Implementing SCD in server job

Post questions here relative to DataStage Server Edition for such areas as Server job design, DS Basic, Routines, Job Sequences, etc.

Moderators: chulett, rschirm, roy

Post Reply
allavivek
Premium Member
Premium Member
Posts: 211
Joined: Sat May 01, 2010 5:07 pm

Implementing SCD in server job

Post by allavivek »

Hi All,

Iam trying to implement SCD2 in server job...

Code: Select all

ODBC(Dim table)------->Transformer-------->SEQ(capturingupdates)
                             |
                             |
                        hash file
                             |
                             |
          ODBC(source / reference)
If any record got updated from reference , a new record of same key is created with updated values which is basically SCD2..

My doubt is in usage of hash file my duplicate key records are getting overwritten...so that during lookup iam getting wrong results...

Q.Is there any option in hash file stage to disable overwriting of records or is there any other way....

Q.Is there any other way to implement SCD2 in server jobs...

Thanks All...
Last edited by allavivek on Tue Jul 13, 2010 1:32 am, edited 3 times in total.
ray.wurlod
Participant
Posts: 54607
Joined: Wed Oct 23, 2002 10:52 pm
Location: Sydney, Australia
Contact:

Post by ray.wurlod »

Wrap your design in Code tags so we can see what connects to what.

Without that there's not much sense in trying to essay an answer.

The usual solution for SCD2 in server jobs involves two Hashed File stages referring to the same hashed file.
IBM Software Services Group
Any contribution to this forum is my own opinion and does not necessarily reflect any position that IBM may hold.
allavivek
Premium Member
Premium Member
Posts: 211
Joined: Sat May 01, 2010 5:07 pm

Post by allavivek »

Hi Ray,

Thanks for reply,

I edited my job ...give me suggestion in solving...

thank you
ray.wurlod
Participant
Posts: 54607
Joined: Wed Oct 23, 2002 10:52 pm
Location: Sydney, Australia
Contact:

Post by ray.wurlod »

Make sure that caching is disabled in both stages, and that the writing Hashed File stage is set to "lock for update".
IBM Software Services Group
Any contribution to this forum is my own opinion and does not necessarily reflect any position that IBM may hold.
allavivek
Premium Member
Premium Member
Posts: 211
Joined: Sat May 01, 2010 5:07 pm

Post by allavivek »

Hi Ray,

I tried using what you've suggested me..but not getting the result..

What i understood is "preload file to memory" , if it is set the lookup is done from memory and if record id not found lookup is done in file...

By doing this if iam getting a record which is updated twice before i will not get expected result...i will get old values instead of new...
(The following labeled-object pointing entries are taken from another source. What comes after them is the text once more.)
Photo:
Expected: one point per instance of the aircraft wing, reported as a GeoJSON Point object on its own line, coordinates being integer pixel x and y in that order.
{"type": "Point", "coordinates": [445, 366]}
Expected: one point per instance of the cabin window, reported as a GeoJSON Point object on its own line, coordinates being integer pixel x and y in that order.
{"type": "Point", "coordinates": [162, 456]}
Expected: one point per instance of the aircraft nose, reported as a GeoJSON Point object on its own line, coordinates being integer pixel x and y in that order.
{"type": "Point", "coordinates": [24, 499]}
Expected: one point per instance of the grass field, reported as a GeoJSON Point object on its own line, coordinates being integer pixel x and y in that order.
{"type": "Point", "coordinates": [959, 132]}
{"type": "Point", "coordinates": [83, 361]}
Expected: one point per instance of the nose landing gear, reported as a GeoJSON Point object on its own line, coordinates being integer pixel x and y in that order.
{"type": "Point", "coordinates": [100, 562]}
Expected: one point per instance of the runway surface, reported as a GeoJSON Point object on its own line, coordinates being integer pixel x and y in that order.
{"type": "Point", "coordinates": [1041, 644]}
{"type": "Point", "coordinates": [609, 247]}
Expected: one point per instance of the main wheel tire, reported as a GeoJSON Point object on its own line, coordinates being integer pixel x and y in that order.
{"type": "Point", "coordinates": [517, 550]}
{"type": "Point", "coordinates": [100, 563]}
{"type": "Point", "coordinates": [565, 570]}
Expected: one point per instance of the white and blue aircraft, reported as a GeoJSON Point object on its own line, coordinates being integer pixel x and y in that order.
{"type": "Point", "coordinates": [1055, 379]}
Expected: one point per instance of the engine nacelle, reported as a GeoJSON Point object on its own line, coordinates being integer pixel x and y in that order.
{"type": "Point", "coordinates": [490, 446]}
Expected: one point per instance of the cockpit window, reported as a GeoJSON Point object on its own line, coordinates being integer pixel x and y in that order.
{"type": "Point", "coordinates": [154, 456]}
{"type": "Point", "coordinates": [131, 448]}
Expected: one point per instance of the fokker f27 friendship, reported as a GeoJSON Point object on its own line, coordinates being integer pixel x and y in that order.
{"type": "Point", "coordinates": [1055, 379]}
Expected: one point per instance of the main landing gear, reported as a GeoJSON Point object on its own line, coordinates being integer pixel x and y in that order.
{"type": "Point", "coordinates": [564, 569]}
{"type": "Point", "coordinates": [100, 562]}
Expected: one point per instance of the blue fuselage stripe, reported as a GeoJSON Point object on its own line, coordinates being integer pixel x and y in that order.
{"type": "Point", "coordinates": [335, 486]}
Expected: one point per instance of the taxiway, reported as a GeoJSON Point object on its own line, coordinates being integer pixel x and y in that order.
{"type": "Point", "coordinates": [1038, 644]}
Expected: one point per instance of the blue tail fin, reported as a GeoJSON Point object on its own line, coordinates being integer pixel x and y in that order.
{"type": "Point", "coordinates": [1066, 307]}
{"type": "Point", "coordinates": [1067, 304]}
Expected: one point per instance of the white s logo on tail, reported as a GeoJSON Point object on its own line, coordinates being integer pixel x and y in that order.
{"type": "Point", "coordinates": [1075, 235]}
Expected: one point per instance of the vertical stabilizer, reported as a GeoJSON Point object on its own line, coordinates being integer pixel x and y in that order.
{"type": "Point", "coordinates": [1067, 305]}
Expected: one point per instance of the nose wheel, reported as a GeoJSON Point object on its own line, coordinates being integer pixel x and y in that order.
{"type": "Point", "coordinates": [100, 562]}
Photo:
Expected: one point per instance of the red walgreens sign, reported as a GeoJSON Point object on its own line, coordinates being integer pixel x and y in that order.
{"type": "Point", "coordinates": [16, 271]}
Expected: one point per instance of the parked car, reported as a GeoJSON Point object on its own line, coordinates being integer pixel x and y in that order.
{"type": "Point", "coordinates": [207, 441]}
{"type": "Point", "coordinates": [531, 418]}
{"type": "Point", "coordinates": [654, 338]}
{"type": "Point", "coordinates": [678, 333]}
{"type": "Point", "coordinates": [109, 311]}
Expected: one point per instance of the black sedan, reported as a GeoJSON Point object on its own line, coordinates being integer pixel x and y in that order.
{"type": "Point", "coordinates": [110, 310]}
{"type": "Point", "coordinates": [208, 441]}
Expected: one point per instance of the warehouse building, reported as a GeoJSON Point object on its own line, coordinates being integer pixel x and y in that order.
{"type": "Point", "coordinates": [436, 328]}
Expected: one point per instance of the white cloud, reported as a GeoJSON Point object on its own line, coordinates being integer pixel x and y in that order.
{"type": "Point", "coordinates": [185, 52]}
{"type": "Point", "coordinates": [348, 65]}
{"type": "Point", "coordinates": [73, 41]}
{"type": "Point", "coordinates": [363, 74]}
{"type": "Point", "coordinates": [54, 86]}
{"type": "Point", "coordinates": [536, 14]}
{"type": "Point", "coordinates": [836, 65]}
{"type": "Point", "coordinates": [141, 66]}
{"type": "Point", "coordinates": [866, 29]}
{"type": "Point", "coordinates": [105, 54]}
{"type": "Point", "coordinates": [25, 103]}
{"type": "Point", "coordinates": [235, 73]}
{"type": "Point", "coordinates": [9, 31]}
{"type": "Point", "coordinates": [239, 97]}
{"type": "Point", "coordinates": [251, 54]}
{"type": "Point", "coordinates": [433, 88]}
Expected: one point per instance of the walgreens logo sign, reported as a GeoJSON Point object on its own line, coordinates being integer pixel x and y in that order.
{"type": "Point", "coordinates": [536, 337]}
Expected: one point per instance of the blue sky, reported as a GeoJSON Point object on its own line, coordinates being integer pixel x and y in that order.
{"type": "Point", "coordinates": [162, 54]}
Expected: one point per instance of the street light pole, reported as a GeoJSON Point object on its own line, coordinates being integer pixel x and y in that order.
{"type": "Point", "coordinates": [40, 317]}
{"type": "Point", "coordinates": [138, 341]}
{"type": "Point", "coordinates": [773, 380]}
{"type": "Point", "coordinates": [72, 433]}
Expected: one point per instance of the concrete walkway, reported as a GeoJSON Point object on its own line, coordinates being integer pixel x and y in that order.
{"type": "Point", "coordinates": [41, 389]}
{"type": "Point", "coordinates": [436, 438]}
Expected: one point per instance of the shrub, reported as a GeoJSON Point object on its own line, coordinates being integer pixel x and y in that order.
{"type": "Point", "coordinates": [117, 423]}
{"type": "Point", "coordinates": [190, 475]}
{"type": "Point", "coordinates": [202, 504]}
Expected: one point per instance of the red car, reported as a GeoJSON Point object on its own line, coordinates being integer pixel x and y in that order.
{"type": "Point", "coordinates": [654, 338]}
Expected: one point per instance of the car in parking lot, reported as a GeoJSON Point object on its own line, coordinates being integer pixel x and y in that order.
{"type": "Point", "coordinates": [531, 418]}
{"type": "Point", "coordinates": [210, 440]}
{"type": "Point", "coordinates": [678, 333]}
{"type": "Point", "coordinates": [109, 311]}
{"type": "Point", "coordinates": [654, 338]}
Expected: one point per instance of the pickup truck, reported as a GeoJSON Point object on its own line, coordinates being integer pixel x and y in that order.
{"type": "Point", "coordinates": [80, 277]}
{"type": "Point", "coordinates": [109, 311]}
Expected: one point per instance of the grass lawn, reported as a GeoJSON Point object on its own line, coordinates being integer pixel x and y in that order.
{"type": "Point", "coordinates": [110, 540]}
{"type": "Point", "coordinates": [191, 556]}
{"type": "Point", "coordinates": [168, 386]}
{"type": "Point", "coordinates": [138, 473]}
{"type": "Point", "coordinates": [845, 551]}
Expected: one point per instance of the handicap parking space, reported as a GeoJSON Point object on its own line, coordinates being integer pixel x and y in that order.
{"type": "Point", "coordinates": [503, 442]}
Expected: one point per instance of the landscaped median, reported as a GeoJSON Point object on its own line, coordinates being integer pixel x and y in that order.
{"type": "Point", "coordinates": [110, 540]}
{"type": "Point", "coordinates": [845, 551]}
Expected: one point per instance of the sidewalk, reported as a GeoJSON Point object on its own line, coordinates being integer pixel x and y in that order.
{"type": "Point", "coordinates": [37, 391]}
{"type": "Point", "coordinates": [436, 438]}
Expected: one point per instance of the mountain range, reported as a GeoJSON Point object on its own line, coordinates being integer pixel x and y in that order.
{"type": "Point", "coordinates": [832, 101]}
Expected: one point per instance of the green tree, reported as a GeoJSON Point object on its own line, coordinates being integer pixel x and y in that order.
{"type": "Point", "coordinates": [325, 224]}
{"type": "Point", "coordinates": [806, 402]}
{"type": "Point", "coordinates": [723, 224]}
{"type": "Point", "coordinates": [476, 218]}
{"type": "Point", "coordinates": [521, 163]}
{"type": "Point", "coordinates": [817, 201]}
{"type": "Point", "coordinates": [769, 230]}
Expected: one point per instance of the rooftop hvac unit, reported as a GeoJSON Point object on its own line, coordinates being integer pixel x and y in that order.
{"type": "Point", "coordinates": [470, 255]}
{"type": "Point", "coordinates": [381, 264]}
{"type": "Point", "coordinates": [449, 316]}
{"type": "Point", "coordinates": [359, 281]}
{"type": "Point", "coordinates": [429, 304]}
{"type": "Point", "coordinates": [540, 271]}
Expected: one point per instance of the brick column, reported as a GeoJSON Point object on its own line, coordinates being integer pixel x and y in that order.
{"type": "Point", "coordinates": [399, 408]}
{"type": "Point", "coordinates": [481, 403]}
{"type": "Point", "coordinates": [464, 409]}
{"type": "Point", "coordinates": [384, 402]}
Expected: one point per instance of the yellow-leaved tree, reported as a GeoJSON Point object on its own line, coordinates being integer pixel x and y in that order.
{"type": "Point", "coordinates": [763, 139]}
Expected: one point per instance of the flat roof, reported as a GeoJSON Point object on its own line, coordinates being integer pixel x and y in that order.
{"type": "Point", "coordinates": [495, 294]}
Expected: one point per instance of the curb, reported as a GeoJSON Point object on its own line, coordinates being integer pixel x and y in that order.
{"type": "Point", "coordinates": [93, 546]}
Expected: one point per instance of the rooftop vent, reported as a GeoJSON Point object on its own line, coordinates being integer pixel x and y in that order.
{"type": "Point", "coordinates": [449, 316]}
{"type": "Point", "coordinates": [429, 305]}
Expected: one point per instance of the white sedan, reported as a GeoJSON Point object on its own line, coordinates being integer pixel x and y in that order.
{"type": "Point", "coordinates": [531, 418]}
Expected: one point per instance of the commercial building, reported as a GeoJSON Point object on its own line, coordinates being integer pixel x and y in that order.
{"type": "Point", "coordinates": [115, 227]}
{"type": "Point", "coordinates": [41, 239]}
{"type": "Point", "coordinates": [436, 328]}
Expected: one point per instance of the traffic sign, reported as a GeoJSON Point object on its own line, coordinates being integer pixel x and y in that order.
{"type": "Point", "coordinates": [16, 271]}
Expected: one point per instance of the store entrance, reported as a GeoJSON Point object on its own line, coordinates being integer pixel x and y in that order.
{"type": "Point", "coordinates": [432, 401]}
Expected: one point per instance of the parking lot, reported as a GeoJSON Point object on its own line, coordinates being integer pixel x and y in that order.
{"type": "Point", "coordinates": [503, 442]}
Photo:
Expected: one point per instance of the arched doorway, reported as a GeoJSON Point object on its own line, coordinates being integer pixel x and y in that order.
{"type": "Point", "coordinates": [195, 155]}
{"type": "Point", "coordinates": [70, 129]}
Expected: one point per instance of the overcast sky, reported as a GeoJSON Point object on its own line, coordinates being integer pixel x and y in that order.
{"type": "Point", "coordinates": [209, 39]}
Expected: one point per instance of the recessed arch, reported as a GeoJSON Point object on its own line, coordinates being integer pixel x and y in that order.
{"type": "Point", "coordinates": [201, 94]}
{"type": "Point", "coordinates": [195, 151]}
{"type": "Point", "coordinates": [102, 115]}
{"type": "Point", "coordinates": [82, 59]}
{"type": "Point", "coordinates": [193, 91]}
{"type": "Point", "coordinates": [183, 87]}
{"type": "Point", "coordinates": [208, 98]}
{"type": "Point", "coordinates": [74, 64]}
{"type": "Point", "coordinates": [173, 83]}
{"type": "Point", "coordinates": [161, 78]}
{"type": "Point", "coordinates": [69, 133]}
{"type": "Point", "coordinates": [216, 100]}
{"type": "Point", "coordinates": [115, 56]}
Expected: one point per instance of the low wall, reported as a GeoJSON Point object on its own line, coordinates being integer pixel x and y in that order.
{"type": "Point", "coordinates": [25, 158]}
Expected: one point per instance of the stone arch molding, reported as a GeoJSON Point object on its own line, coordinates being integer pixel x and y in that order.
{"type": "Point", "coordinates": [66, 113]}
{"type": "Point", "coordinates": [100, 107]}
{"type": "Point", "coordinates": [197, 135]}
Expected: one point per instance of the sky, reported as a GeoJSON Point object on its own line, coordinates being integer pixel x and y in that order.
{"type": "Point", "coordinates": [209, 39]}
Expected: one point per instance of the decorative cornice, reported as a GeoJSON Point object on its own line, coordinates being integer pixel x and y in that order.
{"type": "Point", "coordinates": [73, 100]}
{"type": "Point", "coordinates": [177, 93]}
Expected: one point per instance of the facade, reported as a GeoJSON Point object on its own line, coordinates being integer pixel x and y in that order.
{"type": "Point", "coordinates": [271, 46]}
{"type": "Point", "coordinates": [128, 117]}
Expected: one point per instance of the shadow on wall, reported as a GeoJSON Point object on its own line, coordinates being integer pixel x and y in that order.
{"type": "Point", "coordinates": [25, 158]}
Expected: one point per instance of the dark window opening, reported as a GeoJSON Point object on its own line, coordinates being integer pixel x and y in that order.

correct me if iam wrong...

thank you
ray.wurlod
Participant
Posts: 54607
Joined: Wed Oct 23, 2002 10:52 pm
Location: Sydney, Australia
Contact:

Post by ray.wurlod »

Do not pre-load to memory. You want to be able to write to the hashed file as the job runs. Likewise to not enable write cache. You want to be able to ensure that a record written is immediately available when the next row is processed.
IBM Software Services Group
Any contribution to this forum is my own opinion and does not necessarily reflect any position that IBM may hold.
vivekgadwal
Premium Member
Premium Member
Posts: 457
Joined: Tue Sep 25, 2007 4:05 pm

Post by vivekgadwal »

ray.wurlod wrote:Make sure that caching is disabled in both stages, and that the writing Hashed File stage is set to "lock for update".
That is a good suggestion. I also think that the problem is with the data or with the fetching of the data. He seems to be having multiple rows with the same Hashing key, which will get overwritten in the Hashed file.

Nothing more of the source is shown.